Do you have a MySQL horror story to share?

I am looking for a few more unique examples to add to the final chapter of my upcoming book on MySQL Backup & Recovery. If you would like to share your fun experience, receive a mention and a free copy please let me know via comment. If you would like to share but not have your comment published, please note at top of your feedback.

Thanks for helping to contribute to a detailed list of what could go wrong and how to be prepared for a MySQL disaster.

Comments

  1. James Day says

    Someone deletes ibdata1. Someone asks Oracle’s MySQL Support team before shutting down their server. They don’t lose their data. It’s useful to know that a Linux system will not discard the ibdata1 file until the process that owns it is shut down. So long as you don’t shut down mysqld you can still use mysqldump to back up your data and/or just recover the file. At least one MySQL data recovery service from a well known third party support vendor still has the dangerous advice to shut down mysqld as soon as possible if someone has deleted data on its data recovery welcome page. That can be good advice. It can also cost you data that you could have saved if you do it in the wrong situation. Knowing how the data has been deleted matters.

    At Wikipedia when dealing with recovery of damaged data on a slave I once dropped a table on the master instead of the slave. I recovered from a very lagged slave. One of the nice features in MySQL 5.6 is the ability to set up a slave so that it is guaranteed that it will always lag by a specified amount. This can save you a lot of time, giving you a slave you can clone from instead of having to restore a backup.

    At Wikipedia we once had a power outage that damaged data on all of our master-slaves that had RAID controllers. A simple and cheap slave with striped SATA drives worked fine. We recloned the site from that slave. The problem with the main database servers was that neither the SATA nor the SCSI RAID controllers disabled the hard drive’s write buffers, making the battery backup on the controllers useless. One of the vendors used to do it but stopped because it made performance in benchmarks worse. In the ensuing Slashdot discussion I resisted the temptation to name that RAID vendor. But I was sorely tempted. InnoDB crash recovery is almost 100% reliable if you don’t have your hard drive write buffers turned on. If you do have them turned on it can be more like 0% reliable, as expected. If you like durability do be sure to use a supported configuration and don’t lose data due to drive buffers being turned on. And test it with real power unplugging, don’t just use resets that don’t really remove power.

    Backups and the binary log are good. Use them. So is replication. A dirt cheap slave, even on an old and slow developer box or your own computer, can be a good tool to save data if the worst happens.

    What will you do if your data center burns down? Your slaves and backups aren’t all at the same place that just burned down, I hope? One remote slave can save you a lot of pain. That can be in your office instead of your colo. Or in a different colo, ideally on a different regional power system so it’ll stay up if local power goes down.

    Your UPS and on site generator won’t work very well if someone hits the emergency power off button. That’s normally required by fire safety codes to disconnect UPS and generator power as well as utility power. Don’t rely on UPS and generators for durability. They fail. And are required by law to fail.

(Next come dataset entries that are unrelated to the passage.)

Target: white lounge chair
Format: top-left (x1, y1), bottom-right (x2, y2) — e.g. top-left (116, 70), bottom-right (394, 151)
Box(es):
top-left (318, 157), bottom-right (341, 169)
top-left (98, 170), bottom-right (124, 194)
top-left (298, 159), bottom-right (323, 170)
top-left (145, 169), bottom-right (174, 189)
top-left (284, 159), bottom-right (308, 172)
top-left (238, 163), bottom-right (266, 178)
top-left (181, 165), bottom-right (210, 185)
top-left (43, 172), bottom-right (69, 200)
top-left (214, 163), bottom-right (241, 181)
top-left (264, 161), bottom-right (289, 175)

    Learn from the above and your data is much more likely to survive common bad events.

    I don’t really need a copy of the book. :) Just get people using and testing proper durable settings and at least one remote slave, please. :)

    If you want the official view of Oracle Inc., contact an Oracle press officer, the above is just my opinion.

    James Day, MySQL Senior Principal Support Engineer, Oracle

  2. Rares Mirica says

    Well, I have issued a REPLACE INTO statement on the master thinking it will solve a data shift problem in one of the slaves only to later figure out that it had deleted all the records in tables that were related to it. I later spent the night recovering all deleted data by parsing the binlogs (used row-basedd replication) with grep, sed, and a makeshift parser written in python

  3. willem says

    In a system with one master and 6 slaves, it appeared that an application accidentally inserted million of bogus test data since a few month. I identified the data, and gave a delete statement to delete all the records in one go. The statement – that used an index, not a full table scan – ran for one whole week(!).
    The other stories with MySQL is not of the above caliber, but it was an ongoing disappointment in the robustness of MySQL. There are many cases of ‘checklist’ development of mysql – for example the close useless implementation of partitions where the list must be part of the PK (!!) – and other unpleasant surprises.